The Burketts repaired the Pinto and went on to race it three more years. Despite being a cantankerous ride Bunny was able to coax 9.30s at 160 miles-per-hour out of it. When she heard that her old buddy Tom Smith was looking for alcohol-burning funny cars for the match races that he was promoting Bunny traded Drake Viscome her complete Pinto for a Mustang II Funny Car rolling chassis.

The Mustang II funny car started a string of alcohol racers for Bunny that continues until this day. A 1981 and then a 1984 Corvette, both pink, followed in succession. Meanwhile, Bunny had also continued to advance in the business world and was by now the Vice-President of an office supply firm with seven retail stores.

In 1986 the team made the decision to go all-out in racing. A local speed shop owner became involved and the team ordered a brand new Dave Uyehara car and Brad Anderson engine. When Bunny won the IHRA event at Darlington the team got caught up in the IHRA points chase. Bunny had a very successful season and went on to become the first IHRA female Funny Car World Champion.

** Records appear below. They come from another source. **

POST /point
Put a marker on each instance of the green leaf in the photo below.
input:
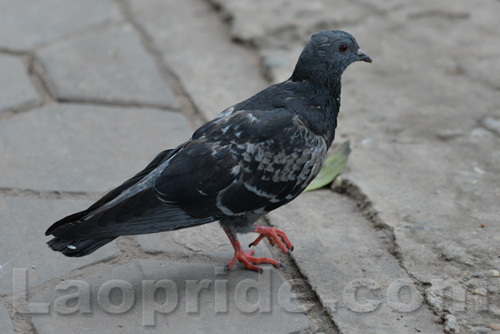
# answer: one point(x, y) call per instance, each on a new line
point(332, 167)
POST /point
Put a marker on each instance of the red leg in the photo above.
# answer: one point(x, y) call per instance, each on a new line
point(274, 236)
point(246, 258)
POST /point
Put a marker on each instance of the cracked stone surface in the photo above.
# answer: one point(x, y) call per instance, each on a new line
point(422, 122)
point(17, 89)
point(47, 20)
point(6, 325)
point(187, 310)
point(349, 267)
point(84, 148)
point(108, 65)
point(205, 239)
point(27, 219)
point(215, 72)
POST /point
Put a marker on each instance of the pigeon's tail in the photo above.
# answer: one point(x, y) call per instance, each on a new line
point(77, 248)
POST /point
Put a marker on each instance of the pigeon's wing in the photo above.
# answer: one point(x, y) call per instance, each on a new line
point(245, 161)
point(162, 156)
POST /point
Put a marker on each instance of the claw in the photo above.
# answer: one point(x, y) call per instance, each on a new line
point(274, 236)
point(247, 259)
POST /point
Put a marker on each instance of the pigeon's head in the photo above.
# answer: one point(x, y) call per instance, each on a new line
point(328, 53)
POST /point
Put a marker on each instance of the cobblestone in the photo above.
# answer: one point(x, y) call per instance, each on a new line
point(107, 65)
point(17, 89)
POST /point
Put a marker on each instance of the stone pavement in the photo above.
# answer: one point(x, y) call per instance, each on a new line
point(406, 243)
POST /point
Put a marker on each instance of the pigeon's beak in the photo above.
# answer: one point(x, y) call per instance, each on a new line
point(362, 56)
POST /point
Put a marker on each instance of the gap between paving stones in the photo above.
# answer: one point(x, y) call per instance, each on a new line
point(364, 204)
point(186, 104)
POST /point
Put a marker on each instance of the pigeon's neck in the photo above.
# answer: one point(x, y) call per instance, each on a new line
point(325, 83)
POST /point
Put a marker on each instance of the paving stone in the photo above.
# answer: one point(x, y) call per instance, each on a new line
point(22, 241)
point(196, 45)
point(6, 326)
point(98, 316)
point(349, 267)
point(83, 148)
point(107, 65)
point(17, 89)
point(197, 301)
point(46, 20)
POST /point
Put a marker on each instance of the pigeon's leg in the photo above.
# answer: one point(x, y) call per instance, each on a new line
point(274, 236)
point(246, 258)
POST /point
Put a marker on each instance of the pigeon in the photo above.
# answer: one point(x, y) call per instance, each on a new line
point(254, 157)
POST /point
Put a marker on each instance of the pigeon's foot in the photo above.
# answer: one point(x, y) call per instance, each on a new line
point(274, 236)
point(247, 259)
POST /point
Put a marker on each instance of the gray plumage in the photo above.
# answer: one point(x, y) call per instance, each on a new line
point(253, 158)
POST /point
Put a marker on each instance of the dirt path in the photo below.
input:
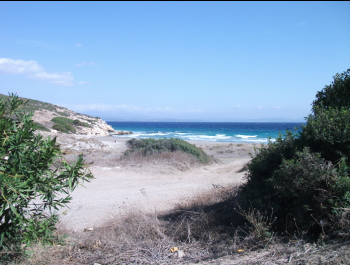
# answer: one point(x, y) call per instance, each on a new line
point(149, 187)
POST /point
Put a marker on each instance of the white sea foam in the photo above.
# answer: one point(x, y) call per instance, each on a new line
point(246, 136)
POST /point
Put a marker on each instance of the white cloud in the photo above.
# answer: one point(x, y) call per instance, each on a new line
point(83, 83)
point(85, 63)
point(35, 71)
point(10, 66)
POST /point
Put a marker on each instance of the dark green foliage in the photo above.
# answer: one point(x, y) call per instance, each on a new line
point(328, 133)
point(305, 178)
point(34, 180)
point(336, 95)
point(150, 146)
point(40, 127)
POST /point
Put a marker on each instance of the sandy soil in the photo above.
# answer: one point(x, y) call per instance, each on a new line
point(150, 187)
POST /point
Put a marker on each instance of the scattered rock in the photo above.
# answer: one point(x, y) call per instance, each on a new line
point(120, 132)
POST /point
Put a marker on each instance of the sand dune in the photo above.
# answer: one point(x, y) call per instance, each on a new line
point(149, 186)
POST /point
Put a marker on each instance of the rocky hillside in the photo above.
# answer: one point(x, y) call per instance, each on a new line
point(56, 119)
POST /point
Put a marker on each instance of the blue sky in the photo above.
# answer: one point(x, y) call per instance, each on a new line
point(210, 61)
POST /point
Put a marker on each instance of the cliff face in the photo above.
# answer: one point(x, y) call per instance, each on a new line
point(96, 125)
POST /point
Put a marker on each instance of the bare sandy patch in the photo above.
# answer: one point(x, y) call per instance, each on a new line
point(147, 186)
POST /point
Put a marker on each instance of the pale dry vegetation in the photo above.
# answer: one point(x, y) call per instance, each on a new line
point(206, 228)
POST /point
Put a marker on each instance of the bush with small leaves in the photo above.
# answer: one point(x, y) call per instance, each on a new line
point(151, 146)
point(35, 180)
point(304, 178)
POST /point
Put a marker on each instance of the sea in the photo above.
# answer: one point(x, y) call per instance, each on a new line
point(237, 132)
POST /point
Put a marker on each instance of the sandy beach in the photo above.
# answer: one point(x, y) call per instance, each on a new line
point(156, 187)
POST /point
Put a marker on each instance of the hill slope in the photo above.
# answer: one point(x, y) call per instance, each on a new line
point(57, 119)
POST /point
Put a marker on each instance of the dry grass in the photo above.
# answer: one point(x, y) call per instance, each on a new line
point(205, 228)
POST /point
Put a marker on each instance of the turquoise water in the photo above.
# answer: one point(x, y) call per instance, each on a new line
point(239, 132)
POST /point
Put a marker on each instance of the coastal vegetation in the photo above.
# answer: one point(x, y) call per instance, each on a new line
point(294, 204)
point(304, 179)
point(35, 180)
point(150, 146)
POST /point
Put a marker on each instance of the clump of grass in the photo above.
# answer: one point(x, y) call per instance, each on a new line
point(205, 226)
point(150, 146)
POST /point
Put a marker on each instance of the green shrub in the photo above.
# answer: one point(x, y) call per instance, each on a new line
point(40, 127)
point(304, 178)
point(151, 146)
point(34, 180)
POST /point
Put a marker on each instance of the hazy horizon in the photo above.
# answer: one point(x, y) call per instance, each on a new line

The team was nearly as successful on the NHRA tour in 1986 as Bunny won the Keystone Nationals as well as the NHRA Division II season title. She finished a strong 4th in NHRA national points to go along with her IHRA championship and her Keystone National Event win is still the only Alcohol Funny Car win ever by a female driver.

After a split with her partner in 1988 Bunny and her team spent most of the next decade match racing with only an occasional foray into national event competition. An incident on Labor Day in 1995 nearly brought, not only her career, but also her life to an end. Bunny was racing Carl Ruth at Beaver Springs Dragway in Beaver Springs, Pennsylvania when Carl crossed over into her lane at over 200 mph. He hit her in the rear end and sent her car careening over 100 feet into the woods.

Bunny, who had to be resuscitated three times on the way to the hospital, spent over a week in intensive care. Her arms, legs, and portions of her vertebrae were broken. A year and a half later, however, she was racing again. Her first racetrack appearance was at Budds Creek where she match raced Damian Moore in Junior Dragsters. “I was never supposed to drive a Funny Car again," says Bunny. "But they never said I couldn't drive a Junior Dragster."

After she started walking again Bunny worked by booking funny cars for Nick Boninfante. She took her empty truck and trailer to the track and sold souvenirs from it to raise money for another race car. Although Mo was reluctant to see her race again he eventually relented. In the spring of 1997 she was released to drive after she successfully passed a blindfold test to prove that she still knew her way around a driver’s compartment. A 228 mile-per-hour pass showed that she could still find the finish line as well.

Since then the team has been grateful for every passing year and their ability to continue to compete. They have had to overcome many obstacles in recent years, both on and off the track, and their dedication has never wavered.

Having come this far Bunny is determined to complete her 40th season next year. What happens after that is yet to be decided but Bunny is convinced that she will still be out there in some form, either as a driver or car owner. Bunny has had to overcome many obstacles in her life and she has always done it with class and grace. There is no doubt that future chapters will be written in the same style.